Opinion
January 5, 1983.
Unemployment compensation — Wilful misconduct — Dress code — Sex discrimination.
1. An employe discharged for refusal to comply with an employer's dress code is properly found to have been discharged for wilful misconduct precluding her receipt of unemployment compensation benefits, and the imposition of such a code establishing different requirements for men and women employes is not unlawfully discriminatory when reasonably related to a legitimate purpose of the employer. [40]
Submitted on briefs November 18, 1982, to Judges BLATT, WILLIAMS, JR. and CRAIG, sitting as a panel of three.
Appeal, No. 1463 C.D. 1981, from the Order of the Unemployment Compensation Board of Review in case of In Re: Claim of Glynnis R. Gradwell, No. B-194917.

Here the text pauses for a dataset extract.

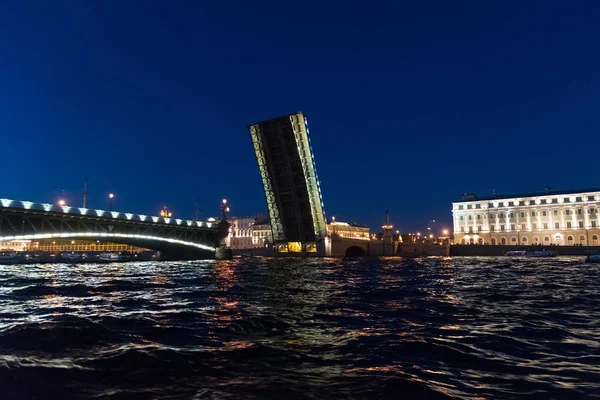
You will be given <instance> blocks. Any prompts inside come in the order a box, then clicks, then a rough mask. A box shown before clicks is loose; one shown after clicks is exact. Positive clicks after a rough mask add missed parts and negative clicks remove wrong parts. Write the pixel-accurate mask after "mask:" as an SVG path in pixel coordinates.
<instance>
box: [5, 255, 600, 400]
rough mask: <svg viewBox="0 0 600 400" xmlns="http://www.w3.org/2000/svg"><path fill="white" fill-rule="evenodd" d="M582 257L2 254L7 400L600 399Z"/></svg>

Application with the Office of Employment Security for unemployment compensation benefits. Benefits denied. Applicant appealed to the Unemployment Compensation Board of Review. Denial affirmed. Applicant appealed to the Commonwealth Court of Pennsylvania. Held: Affirmed.

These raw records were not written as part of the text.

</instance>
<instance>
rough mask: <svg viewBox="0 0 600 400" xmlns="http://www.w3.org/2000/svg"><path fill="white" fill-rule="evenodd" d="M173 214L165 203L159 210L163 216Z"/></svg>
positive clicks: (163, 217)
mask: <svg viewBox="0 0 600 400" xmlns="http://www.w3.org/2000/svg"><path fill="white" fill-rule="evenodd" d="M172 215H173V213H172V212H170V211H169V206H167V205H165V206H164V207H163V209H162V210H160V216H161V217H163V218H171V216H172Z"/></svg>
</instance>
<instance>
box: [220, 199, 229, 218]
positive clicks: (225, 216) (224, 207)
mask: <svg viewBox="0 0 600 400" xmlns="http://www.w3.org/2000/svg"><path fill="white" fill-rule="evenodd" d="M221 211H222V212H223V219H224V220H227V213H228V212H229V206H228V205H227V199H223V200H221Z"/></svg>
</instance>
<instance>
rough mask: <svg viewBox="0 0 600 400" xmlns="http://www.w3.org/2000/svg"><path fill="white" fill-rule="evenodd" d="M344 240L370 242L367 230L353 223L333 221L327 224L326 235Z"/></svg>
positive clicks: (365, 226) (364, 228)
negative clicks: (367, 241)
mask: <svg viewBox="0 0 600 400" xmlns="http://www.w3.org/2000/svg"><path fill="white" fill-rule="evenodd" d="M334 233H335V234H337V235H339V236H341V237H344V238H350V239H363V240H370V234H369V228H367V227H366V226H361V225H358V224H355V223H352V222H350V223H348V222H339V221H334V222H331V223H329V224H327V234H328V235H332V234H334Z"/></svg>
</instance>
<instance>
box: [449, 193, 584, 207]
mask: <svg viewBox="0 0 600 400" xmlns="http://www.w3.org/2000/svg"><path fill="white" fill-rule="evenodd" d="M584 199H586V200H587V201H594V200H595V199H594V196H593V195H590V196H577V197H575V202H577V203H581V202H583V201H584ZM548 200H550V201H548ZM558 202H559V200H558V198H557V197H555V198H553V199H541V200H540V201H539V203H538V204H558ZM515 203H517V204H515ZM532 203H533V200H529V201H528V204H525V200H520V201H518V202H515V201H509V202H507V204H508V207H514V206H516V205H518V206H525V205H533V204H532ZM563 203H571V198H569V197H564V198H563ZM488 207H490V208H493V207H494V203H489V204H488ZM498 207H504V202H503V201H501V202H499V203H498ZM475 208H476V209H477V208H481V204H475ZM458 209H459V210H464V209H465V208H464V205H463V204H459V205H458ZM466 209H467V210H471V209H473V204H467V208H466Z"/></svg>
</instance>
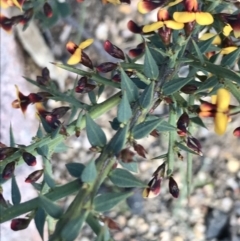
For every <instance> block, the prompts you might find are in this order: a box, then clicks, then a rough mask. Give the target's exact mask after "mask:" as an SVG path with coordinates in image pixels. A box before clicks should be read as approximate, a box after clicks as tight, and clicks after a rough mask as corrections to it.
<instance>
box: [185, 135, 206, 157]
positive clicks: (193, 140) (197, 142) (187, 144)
mask: <svg viewBox="0 0 240 241" xmlns="http://www.w3.org/2000/svg"><path fill="white" fill-rule="evenodd" d="M187 146H188V147H189V148H190V149H191V150H193V151H194V152H196V153H197V154H198V155H199V156H202V151H201V148H202V147H201V144H200V142H199V141H198V139H196V138H195V137H192V136H188V138H187Z"/></svg>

Glynnis Gradwell, petitioner, for herself.
Richard Lengler, Associate Counsel, with him Richard L. Cole, Jr., Chief Counsel, for respondent.
The claimant has appealed from a denial of benefits by the Unemployment Compensation Board of Review on the basis that the termination of the claimant's employment by her photo-finishing company employer was for willful misconduct, in that the claimant, after repeated warnings, three times violated the employer's dress code, which required female sales employees, including the claimant, to wear a uniform tunic and trouser pants, while requiring male sales employees to wear a supplied blue shirt and tie with their own "dress" pants.

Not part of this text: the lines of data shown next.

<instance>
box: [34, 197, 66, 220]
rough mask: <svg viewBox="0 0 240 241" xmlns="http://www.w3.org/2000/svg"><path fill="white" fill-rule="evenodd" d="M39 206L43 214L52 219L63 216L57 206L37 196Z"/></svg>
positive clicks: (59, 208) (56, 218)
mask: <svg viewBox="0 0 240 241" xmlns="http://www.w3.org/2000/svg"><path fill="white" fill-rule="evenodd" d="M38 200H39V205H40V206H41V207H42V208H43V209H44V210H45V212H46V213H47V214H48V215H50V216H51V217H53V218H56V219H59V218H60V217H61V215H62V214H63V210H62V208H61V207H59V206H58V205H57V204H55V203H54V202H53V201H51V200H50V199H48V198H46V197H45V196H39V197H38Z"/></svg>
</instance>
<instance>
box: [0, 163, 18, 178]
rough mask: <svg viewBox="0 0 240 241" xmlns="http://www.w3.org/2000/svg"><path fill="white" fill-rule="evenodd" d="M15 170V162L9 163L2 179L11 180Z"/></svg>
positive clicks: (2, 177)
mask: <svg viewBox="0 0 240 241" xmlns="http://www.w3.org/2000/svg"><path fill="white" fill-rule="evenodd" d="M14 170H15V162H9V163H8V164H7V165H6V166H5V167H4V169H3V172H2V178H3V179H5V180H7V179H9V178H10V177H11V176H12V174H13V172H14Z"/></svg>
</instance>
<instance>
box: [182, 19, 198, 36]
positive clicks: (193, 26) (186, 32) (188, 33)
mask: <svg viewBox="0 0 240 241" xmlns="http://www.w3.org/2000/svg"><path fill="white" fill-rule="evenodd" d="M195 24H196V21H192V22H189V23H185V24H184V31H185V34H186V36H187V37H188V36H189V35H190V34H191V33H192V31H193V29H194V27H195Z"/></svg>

The claimant's functional complaints about the required uniform — the absence of pantsuit pockets and the impossibility of changing clothes on the job — provide no justification for her defiance of the employer's requirement.
With no facts in dispute, the only substantial issue of law is whether or not the dress code requirements discriminated against women employees, in view of the differences in the employer's clothing requirements between the sexes. Classification as to the dress required of men and women employees, if reasonably related to the employer's legitimate purposes, would not constitute improper discrimination. Cf. Carroll v. Talman Federal Savings and Loan Association, 604 F.2d 1028 (7th Cir. 1979), cert. denied, 445 U.S. 929 (1980). Also, see Britz v. Unemployment Compensation Board of Review (No. 1170 C.D. 1978, filed June 4, 1979), in this court, upholding a classification based upon worker group, not gender. Here the dress classification, a rational one, was reasonably related to the employer's apparent goal of achieving a general level of uniformity in appearance.
We therefore affirm the decision.
ORDER
NOW, January 5, 1983, the decision of the Unemployment Compensation Board of Review, No. B-194917, dated May 1, 1981, is affirmed.